Earth (from Old English: Eorðe; Greek: Γαῖα Gaia; Latin: Terra), otherwise known as the World (especially in geopolitics and geography), or the Globe, is the third planet from the Sun and the only object in the Universe known to harbor life. It is the densest planet in the Solar System and the largest of the four terrestrial planets.
According to radiometric dating and other sources of evidence, Earth formed about 4.54 billion years ago. Earth's gravity interacts with other objects in space, especially the Sun and the Moon, Earth's only natural satellite. During one orbit around the Sun, Earth rotates about its axis over 365 times; thus, an Earth year is about 365.26 days long.

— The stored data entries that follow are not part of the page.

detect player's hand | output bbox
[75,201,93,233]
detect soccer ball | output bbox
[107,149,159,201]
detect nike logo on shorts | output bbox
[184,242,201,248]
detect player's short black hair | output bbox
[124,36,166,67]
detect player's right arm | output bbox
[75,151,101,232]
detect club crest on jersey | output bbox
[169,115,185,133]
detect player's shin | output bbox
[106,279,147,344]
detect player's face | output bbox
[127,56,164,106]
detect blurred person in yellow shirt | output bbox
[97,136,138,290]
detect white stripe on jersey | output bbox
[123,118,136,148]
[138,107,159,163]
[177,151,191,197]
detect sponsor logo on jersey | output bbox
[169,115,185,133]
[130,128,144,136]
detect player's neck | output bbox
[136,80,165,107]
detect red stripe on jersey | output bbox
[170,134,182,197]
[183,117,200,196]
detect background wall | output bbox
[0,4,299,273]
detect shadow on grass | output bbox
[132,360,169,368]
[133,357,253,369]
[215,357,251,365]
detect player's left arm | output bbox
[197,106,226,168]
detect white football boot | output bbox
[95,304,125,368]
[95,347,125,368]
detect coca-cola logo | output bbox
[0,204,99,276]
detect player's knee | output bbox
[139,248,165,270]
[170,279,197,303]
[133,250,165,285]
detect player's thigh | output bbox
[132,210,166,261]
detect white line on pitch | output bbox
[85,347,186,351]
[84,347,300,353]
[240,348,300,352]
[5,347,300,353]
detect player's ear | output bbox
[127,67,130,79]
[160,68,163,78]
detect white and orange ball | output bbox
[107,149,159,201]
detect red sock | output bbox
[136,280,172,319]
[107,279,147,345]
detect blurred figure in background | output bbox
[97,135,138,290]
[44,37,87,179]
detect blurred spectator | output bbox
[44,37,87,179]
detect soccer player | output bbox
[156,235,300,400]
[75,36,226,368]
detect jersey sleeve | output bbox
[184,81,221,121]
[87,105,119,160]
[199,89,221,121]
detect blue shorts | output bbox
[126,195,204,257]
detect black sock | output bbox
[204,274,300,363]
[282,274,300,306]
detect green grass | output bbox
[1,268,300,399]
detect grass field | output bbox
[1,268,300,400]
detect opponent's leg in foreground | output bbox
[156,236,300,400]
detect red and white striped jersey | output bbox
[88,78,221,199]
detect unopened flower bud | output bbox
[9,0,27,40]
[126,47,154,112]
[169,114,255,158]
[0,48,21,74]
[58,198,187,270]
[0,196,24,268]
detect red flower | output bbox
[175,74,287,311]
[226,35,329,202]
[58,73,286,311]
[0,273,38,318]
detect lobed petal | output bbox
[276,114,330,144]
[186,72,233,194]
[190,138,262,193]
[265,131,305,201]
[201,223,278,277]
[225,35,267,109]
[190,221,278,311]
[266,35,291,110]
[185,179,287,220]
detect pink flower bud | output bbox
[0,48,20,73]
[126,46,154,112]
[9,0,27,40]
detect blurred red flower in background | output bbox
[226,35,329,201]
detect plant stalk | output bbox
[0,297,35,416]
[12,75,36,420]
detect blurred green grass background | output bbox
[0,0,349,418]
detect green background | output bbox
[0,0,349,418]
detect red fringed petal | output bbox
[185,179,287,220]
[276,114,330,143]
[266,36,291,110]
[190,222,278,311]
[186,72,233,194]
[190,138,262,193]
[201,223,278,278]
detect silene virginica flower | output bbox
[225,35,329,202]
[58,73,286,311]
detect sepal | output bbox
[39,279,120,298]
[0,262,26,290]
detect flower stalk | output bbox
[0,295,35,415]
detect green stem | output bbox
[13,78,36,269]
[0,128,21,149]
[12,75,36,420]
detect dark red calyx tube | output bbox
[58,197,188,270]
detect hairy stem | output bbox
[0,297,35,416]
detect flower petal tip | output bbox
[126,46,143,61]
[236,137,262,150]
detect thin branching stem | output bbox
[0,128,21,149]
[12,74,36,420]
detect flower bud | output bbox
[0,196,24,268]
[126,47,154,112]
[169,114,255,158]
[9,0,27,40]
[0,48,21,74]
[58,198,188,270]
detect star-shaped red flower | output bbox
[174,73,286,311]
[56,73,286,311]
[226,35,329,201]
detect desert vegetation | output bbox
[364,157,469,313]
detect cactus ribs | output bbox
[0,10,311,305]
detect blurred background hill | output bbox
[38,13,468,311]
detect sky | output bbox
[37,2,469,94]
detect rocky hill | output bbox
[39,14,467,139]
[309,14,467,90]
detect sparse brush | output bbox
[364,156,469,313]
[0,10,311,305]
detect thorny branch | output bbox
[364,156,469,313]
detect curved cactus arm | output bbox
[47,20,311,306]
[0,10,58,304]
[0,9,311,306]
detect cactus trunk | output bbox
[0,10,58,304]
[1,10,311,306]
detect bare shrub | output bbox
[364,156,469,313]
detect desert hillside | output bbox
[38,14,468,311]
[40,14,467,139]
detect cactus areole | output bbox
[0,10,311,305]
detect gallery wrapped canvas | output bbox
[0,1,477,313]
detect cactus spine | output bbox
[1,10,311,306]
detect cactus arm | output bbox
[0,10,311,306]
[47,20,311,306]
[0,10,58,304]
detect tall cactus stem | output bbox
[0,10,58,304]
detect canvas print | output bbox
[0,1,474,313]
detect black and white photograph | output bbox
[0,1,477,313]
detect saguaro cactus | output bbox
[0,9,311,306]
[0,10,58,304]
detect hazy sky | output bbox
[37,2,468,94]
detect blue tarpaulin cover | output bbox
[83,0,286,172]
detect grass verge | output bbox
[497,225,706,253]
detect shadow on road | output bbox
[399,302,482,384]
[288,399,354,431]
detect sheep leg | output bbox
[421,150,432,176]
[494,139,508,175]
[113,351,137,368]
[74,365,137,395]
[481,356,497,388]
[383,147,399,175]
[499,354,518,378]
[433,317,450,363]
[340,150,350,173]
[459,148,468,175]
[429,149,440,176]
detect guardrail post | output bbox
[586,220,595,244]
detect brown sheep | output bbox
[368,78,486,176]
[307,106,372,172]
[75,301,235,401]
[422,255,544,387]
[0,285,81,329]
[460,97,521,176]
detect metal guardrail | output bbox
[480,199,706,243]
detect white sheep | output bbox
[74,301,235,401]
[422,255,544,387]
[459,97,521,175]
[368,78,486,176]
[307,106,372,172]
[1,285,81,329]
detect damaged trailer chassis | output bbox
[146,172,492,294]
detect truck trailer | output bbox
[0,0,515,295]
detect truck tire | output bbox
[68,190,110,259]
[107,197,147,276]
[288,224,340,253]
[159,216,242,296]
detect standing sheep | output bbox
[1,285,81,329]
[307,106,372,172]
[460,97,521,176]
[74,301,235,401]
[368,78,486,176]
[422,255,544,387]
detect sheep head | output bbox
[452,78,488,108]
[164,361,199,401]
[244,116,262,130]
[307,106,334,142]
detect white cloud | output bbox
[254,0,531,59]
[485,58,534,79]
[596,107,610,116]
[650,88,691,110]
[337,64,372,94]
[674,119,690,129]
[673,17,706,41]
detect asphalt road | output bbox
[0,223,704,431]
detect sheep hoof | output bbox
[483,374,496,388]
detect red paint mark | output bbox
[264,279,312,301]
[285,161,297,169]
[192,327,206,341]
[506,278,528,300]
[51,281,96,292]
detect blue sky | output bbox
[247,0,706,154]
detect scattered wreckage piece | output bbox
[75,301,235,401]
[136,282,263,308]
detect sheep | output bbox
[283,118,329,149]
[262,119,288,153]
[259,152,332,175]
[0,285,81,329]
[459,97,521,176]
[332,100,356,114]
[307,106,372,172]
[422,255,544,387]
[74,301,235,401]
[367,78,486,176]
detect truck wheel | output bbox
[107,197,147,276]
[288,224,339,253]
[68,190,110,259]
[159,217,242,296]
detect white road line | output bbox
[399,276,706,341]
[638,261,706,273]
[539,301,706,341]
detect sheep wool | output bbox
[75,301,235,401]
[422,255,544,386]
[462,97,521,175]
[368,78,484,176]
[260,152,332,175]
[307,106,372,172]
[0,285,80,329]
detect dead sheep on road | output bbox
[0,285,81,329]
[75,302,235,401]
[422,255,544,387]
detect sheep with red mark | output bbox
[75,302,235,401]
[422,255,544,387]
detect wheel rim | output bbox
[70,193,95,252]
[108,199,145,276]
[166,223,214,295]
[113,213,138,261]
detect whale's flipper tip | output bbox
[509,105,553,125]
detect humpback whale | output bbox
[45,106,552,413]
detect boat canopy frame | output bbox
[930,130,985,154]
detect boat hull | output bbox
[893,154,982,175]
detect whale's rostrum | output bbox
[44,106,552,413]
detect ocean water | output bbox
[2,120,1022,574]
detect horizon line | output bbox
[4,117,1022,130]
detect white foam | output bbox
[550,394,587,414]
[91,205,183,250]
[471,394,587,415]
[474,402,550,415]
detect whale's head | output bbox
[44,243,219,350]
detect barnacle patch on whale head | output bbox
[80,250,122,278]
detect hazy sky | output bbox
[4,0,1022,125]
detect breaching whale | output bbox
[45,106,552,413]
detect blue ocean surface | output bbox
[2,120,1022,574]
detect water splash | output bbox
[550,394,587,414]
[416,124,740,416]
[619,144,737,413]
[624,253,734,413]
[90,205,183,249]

Earth's axis of rotation is tilted, producing seasonal variations on the planet's surface. The gravitational interaction between the Earth and Moon causes ocean tides, stabilizes the Earth's orientation on its axis, and gradually slows its rotation.
Earth's lithosphere is divided into several rigid tectonic plates that migrate across the surface over periods of many millions of years. About 71% of Earth's surface is covered with water, mostly by its oceans. The remaining 29% is land consisting of continents and islands that together have many lakes, rivers and other sources of water that contribute to the hydrosphere. The majority of Earth's polar regions are covered in ice, including the Antarctic ice sheet and the sea ice of the Arctic ice pack. Earth's interior remains active with a solid iron inner core, a liquid outer core that generates the Earth's magnetic field, and a convecting mantle that drives plate tectonics.
Within the first billion years of Earth's history, life appeared in the oceans and began to affect the Earth's atmosphere and surface, leading to the proliferation of aerobic and anaerobic organisms. Some geological evidence indicates that life may have arisen as much as 4.1 billion years ago. Since then, the combination of Earth's distance from the Sun, physical properties, and geological history have allowed life to evolve and thrive. In the history of the Earth, biodiversity has gone through long periods of expansion, occasionally punctuated by mass extinction events. Over 99% of all species that ever lived on Earth are extinct. Estimates of the number of species on Earth today vary widely; most species have not been described. Over 7.4 billion humans live on Earth and depend on its biosphere and minerals for their survival. Humans have developed diverse societies and cultures; politically, the world has about 200 sovereign states.